Naomi Oreskes and Erik Conway co-authored a book, published in 2010 under the title The Merchants of Doubt. The book outlines the use of disinformation–in the guise of honest skepticism–and details instances of bad-faith argumentation and action from industries facing regulation. In 2014, a filmmaker named Robert Kenner, inspired by the book, released a film of the same name. Ms. Oreskes continues to do research in this arena and published a book at the end of 2019 (which I can’t read) titled, Why Trust Science.

Her claim, “scientific knowledge is the intellectual and social consensus of affiliated experts based on the weight of available empircal evidence evaluated according to diverse but time-tested methodologies” speaks not to science as a method, but as consensus, arrived at through evidence. I like this.

In any event, the lecture she gives below is about fifty minutes in length, informative, and entertaining. Other videos are available online, including a recent discussion on how the anti-vaccination, climate-denial, and other movements seem to have prepared us for such a dismal pandemic response.

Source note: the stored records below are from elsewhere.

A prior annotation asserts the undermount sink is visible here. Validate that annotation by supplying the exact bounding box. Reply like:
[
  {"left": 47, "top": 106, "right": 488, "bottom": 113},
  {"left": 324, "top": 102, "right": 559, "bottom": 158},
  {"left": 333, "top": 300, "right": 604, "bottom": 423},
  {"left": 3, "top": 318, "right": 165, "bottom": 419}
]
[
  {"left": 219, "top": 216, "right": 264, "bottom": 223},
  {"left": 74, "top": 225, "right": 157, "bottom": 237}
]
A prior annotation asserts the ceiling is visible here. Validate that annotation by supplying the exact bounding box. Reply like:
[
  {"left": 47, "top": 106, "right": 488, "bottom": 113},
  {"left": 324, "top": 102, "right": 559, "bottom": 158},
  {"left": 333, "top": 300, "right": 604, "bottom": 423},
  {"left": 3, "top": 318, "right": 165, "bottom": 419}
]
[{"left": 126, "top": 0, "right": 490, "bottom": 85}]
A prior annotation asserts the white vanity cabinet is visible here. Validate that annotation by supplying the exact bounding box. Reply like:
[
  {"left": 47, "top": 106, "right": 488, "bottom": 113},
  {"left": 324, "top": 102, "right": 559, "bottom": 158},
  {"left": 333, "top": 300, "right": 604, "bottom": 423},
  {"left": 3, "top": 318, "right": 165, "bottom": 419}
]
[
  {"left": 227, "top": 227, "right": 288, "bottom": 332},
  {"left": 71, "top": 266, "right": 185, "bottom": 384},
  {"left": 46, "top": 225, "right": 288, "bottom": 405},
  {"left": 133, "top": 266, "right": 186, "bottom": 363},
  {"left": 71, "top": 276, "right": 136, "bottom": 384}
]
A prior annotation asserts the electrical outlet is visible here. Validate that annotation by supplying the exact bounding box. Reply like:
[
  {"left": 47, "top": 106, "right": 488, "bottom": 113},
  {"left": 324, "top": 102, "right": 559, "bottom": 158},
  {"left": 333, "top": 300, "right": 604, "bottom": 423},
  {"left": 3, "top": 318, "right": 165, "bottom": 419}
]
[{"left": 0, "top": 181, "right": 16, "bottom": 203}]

How to Talk to Coronavirus Skeptics is also a video that might be of use in some circles, perhaps. Ultimately, she has a lot to say about the discourse around and among those acting either in bad faith or with a surplus of motivated reasoning. Of particular revelation to me tonight was the idea of ‘implicatory denial‘ – an ideological distortion arising from the clash between evidence so contrary to one’s ideology, that accepatance of the evidence would render a deeply held principle (or principles) untenable. For those unable to part with the ideology, denial of the evidence is the only option to avoid its necessary implications. Her lectures are littered with gems and insights along this line, and if these are topics anyone is interested in, I would recommend searching her name and spending time with the results.